I am trying to figure out flaws in the following reasoning:
- Seurat
RunPCA
operates on scaled data. - Variance per gene on scaled data is equal to one by definition.
- So total variance in scaled data is equal to count of genes.
- Total variance in the data is also equal to total variance in all principle components (PC).
- It is common practice to calculate % of explained variance per PC by dividing its variance (sd^2) by the sum of 10-30 top PC variances.

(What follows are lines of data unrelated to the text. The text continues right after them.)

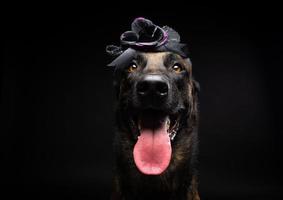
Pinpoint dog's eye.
[172,63,183,73]
[128,63,138,72]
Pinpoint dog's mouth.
[133,110,180,175]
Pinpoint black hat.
[106,17,188,67]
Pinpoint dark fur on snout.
[112,52,199,200]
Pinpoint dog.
[107,19,200,200]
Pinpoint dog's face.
[115,52,197,175]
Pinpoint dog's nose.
[136,75,169,97]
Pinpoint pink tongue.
[133,120,172,175]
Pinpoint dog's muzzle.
[136,74,170,108]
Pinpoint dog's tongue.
[133,117,172,175]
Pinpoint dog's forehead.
[139,52,191,71]
[140,52,182,64]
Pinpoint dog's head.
[107,18,198,175]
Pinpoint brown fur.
[112,52,200,200]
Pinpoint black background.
[0,2,283,200]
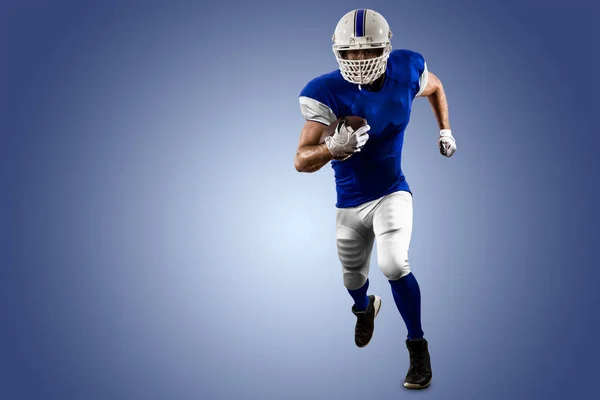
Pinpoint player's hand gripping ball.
[438,129,456,157]
[321,116,371,161]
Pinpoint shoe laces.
[409,351,427,374]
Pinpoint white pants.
[336,191,413,290]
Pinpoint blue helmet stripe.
[355,8,367,37]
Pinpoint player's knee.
[343,270,367,290]
[379,251,410,281]
[336,226,368,290]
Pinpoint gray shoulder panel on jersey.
[299,96,337,125]
[415,61,429,97]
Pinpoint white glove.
[325,119,371,160]
[438,129,456,157]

I have checked a few scRNA-Seq objects and the variance sum of top 10-30 PCs is appreciably lower from gene count. Variance steeply decreases for the first PCs but total variance in the remaining PCs (say 1000 components) is far from being negligible. So % of explained variance per PC using common practice seems grossly over-estimated
Thanks, that may well be the flaw. Seurat tutorials mention taking a limited number of components (50 by default) and in this case the sum of variances is not representative of total variance. Conversely
prcomp
computes all PCs by default and the sum is total variance.The reason why one chosen a subset of PCs is, as you mention correctly, because the % of explained variance drops rapidly after the first few PCs. It is a trade-of between using more PCs and potentially more genes (=information) while likely adding more noise. Therefore one often limits the analysis to the first 30, 50...PCs or plots PCs vs explained variance and then eveballs a cutoff based on the curve. The OSCA workflow discussed many single-cell related topics in way more detail than the Seurat documentation, devinitely a good read: https://osca.bioconductor.org/
A quick glance at chapter 9.2 of osca sort of suggests sending us back to square one. if top PCs capture coordinated biological processes while the long tail of other PCs is mainly random noise, the denominator of
% explained
should probably be the sum of those top PCs.PCAtools (my package) will also compute and return all PCs for you. See:
There are also methods in PCAtools to choose an optimum number of PCs (these were implemented by Aaron Lun).
There is no logic to Seurat automatically taking 30 PCs.
Not true. It depends on the scaling (there are many ways to scale data).